Saturday, September 26, 2009

Ichabod Spencer's Blight

The best of men are men at best. One example of this sad truth is Pastor Ichabod Spencer, whose stories I featured in a blog post last week.

Ichabod Spencer was a wonderful and caring shepherd who sought lost people with a carefulness seldom seen today. And yet, he had a blight. Not a blind spot. Not a blemish. This was a blight.

For when the Fugitive Slave Law of 1850 was passed, Ichabod Spencer preached, and later published as a booklet, a sermon denouncing those who resisted this law. Building his case solely on Romans 13:1-7 and Titus 3:1, he adamantly insisted that obedience to the rule of the law of the land, including the Fugitive Slave Law, was every Christian's duty.



The Fugitive Slave Law severely penalized anyone caught helping an escaped slave. It was part of the Compromise of 1850 that Congress passed in a Neville Chamberlain-style attempt to preserve peace at the expense of righteousness. The Fugitive Slave Law actually backfired and greatly contributed to the outbreak of Civil War, because it forced every Northerner to decide between helping escaped slaves and breaking the law, or obeying the law and allowing escaped slaves to be captured and returned to the South.

And Pastor Spencer came down on the wrong side of this, the most serious social issue of his day. His sermon never once mentions Deuteronomy 23:15, which clearly commands, "You shall not hand over to his master a slave who has escaped from his master to you". This is unconscionable. He was not alone. Sounding Forth the Trumpet cites a statistic from a secular abolitionist of the day who said that less than 1% of the North's 30,000 clergymen stood up against the Fugitive Slave Law. Even Abraham Lincoln, when running for president, agreed with Stephen Douglas that the Fugitive Slave Law should be enforced.
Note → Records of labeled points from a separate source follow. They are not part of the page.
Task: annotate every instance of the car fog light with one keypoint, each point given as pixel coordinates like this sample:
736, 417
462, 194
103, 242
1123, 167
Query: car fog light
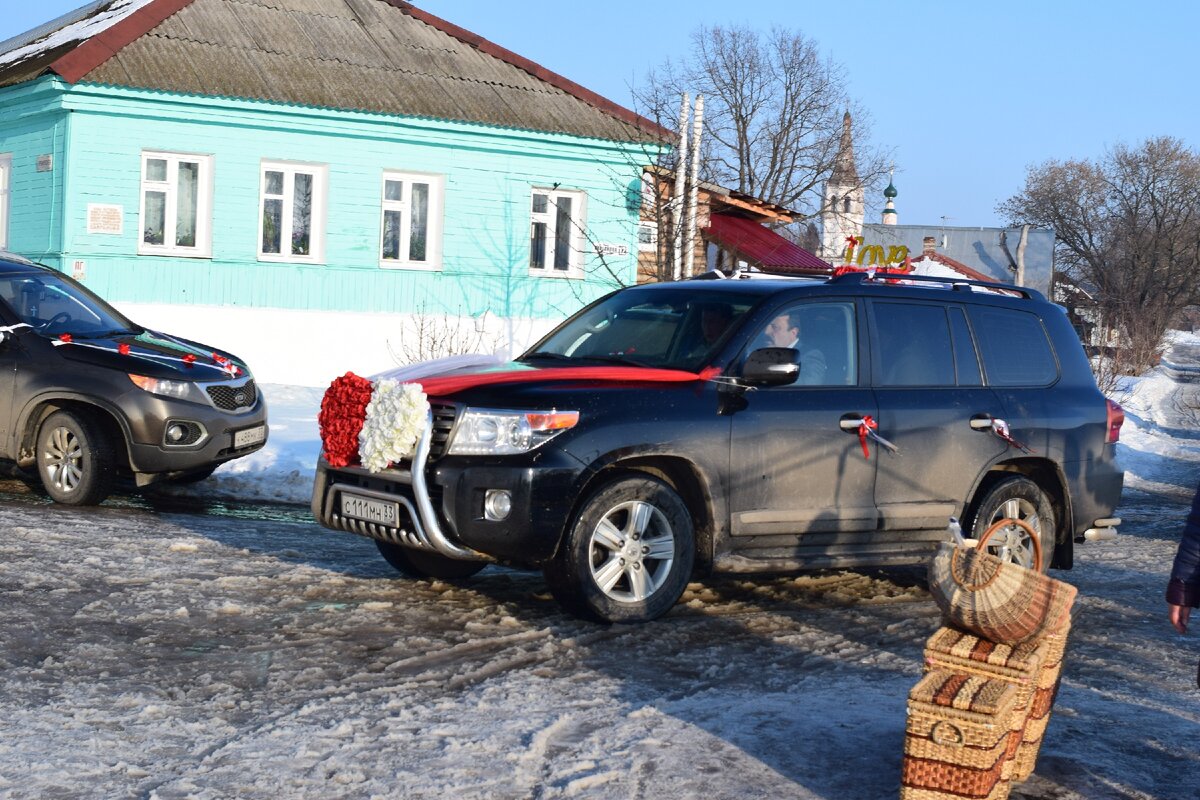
497, 504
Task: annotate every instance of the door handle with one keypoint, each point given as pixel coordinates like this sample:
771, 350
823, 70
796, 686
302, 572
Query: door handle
865, 427
850, 422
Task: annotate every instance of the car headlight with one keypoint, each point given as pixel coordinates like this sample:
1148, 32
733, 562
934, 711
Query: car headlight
490, 432
178, 389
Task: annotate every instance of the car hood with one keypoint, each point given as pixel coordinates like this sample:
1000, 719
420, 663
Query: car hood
153, 354
533, 385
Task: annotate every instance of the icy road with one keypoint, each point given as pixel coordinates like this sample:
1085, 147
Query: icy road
167, 655
151, 654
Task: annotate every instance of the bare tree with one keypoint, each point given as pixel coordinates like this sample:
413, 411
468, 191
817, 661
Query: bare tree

Rather than causing us to become angry, this ought to frighten us into humility and self-examination. These men were sincerely standing up for the truth as they saw it. Pastor Spencer did a great deal of good in his life. He was a better pastor than many pastors today. And yet, he failed on this major issue. Instead of examining his culture through the grid of Scripture, he used the Bible to justify his cultural presuppositions about slavery.

The frightening thing is that it is probable that each of us has imbibed some serious error from our own culture today. Future generations will look back upon us, as we look back upon the Spencers of the 1850s, and wonder, "How could they ever have justified this?" This in turn will cause them to doubt the veracity of even the things that we were right about.

What are some specific issues in your culture today where you think Christians have "missed the mark"?